After all, in this format, batsmen are expected to go out all guns blazing, so no one will bat an eyelid if he holes out or misses the line. And all bowlers know T20 is totally a batsman’s game; they are expected to be hit for a boundary at least once (in the first ten overs) or twice (in the next five) or thrice (in the last five). 

So, no one has anything to lose. The teams which have more natural talents firing on a given day will usually win. Individual brilliance will win more cricket matches in T20 than any other format, mostly from the batsmen (thanks to the flat pitches). The team that can muster up the most individually brilliant performances over a period of time will win the most matches. That will be identified as team consistency in this format.

As the exceptions, occasionally sensible pragmatic cricket will win some teams games, but only if they run into a side from which no brilliant individual performances emanate on that given day.

And what of the individual performers themselves? Will they be the more expected performers like Gilchrist, Jayasuriya, Tendulkar, Gibbs, Symonds, Sehwag, Ponting, Yuvraj, Sangakarra, Dhoni, etc or the ones who have given prior evidence of suitable talent in a format like this and are happy to get a stage like this, like McCullum? Well, my guess is that it could well be talents like Kallis, Dravid, Fleming, Jayawardane…and the likes, who are proven greats where the mental achievement has been more noticeable than the natural talent. With the license to give full vent to their natural ability, we may be in for some revelations; they are likely to be the hungriest established players in the IPL, and interestingly perhaps the ones under the least pressure in this format. Batsmen like Kaif, Katich, Langer etc might be worth looking out for. Michael Hussey proved this yesterday (and Misbah Ul Haq proved it in the T20 World Cup).

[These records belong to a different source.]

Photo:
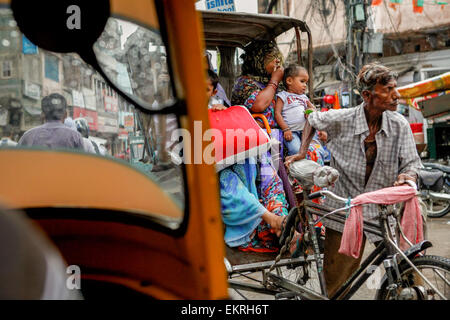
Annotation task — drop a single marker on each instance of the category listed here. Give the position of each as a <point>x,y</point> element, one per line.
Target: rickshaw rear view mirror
<point>131,57</point>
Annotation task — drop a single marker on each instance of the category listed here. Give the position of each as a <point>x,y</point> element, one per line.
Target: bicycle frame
<point>386,252</point>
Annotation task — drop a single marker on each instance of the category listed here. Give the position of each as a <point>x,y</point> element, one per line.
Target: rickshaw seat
<point>290,196</point>
<point>239,257</point>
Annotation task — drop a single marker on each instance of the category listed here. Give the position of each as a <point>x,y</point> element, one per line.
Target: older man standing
<point>53,133</point>
<point>372,147</point>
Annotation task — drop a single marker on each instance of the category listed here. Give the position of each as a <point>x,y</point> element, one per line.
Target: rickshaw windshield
<point>100,121</point>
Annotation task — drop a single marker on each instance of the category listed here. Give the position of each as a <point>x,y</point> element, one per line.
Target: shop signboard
<point>220,5</point>
<point>127,120</point>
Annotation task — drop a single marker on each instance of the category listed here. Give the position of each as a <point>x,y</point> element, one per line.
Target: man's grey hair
<point>54,107</point>
<point>372,74</point>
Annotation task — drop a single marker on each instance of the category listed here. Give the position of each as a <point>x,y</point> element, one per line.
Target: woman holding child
<point>252,196</point>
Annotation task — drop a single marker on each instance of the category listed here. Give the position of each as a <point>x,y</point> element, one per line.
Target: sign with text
<point>220,5</point>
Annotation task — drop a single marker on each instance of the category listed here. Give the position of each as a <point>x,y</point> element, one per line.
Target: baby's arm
<point>311,107</point>
<point>279,119</point>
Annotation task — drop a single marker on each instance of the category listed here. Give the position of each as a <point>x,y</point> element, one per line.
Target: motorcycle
<point>434,182</point>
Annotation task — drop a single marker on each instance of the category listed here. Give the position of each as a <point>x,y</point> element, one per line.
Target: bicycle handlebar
<point>326,193</point>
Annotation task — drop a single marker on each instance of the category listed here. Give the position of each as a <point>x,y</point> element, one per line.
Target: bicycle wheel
<point>306,276</point>
<point>435,269</point>
<point>437,208</point>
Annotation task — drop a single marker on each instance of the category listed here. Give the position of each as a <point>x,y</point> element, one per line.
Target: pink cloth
<point>411,222</point>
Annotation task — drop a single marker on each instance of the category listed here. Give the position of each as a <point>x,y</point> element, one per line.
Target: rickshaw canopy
<point>237,29</point>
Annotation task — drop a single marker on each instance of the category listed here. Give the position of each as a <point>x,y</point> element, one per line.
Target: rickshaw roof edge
<point>237,29</point>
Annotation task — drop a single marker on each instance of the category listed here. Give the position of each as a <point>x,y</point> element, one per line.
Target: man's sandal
<point>287,224</point>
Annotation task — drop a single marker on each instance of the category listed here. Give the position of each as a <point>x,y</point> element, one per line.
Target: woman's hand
<point>288,135</point>
<point>278,72</point>
<point>403,179</point>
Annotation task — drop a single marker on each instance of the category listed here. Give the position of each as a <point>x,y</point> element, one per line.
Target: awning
<point>98,141</point>
<point>33,110</point>
<point>425,87</point>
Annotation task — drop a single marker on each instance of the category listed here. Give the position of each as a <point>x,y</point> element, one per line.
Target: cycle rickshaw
<point>132,233</point>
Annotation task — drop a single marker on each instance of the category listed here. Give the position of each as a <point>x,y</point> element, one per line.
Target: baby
<point>212,80</point>
<point>291,106</point>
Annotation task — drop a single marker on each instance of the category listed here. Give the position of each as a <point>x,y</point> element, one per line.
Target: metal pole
<point>349,10</point>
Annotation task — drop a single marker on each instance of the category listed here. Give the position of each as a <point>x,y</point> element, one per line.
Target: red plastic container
<point>416,127</point>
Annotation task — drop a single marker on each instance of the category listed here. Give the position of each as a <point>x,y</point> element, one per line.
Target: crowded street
<point>216,151</point>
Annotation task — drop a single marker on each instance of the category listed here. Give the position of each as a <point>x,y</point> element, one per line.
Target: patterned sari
<point>252,232</point>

And occasionally when the bowlers do some magic (as the Delhi team did yesterday, especially Maharoof), once again, it could well be the ones not great enough to do it consistently at the highest level, but good enough to be lethal in a very short spell or two. 

They used to say 50-over cricket was a lottery. Well, T20 is Russian Roulette then (it’s the same thing, but quicker, with more drama and noise). Given that the standard of players is more or less similar in the eight teams (regardless of distribution of big names), anybody can actually beat anybody on a given day. The eventual semi finalists could well be the least likely four teams.

And no, an ICL vs IPL match-up would probably be one-sided. It’s like second division playing first division really. Even the inherent uncertainties of the format probably wouldn’t be able to gulf the disparity of standards.

The most interesting thing in the coming weeks would be to see whether audience enthusiasm wanes as the law of diminishing returns is tested. The media, with its commercial agendas, will keep the hype going regardless, but if the cricket-going public overdoses on cricket, we will know. And that could well be alarm bells for the cricket establishments.

Either way, it is hard to see 50-over cricket retaining any charm after this. T20 is there to showcase natural talent, Test Cricket to bring out character…what on earth is ODI cricket for? Any answers?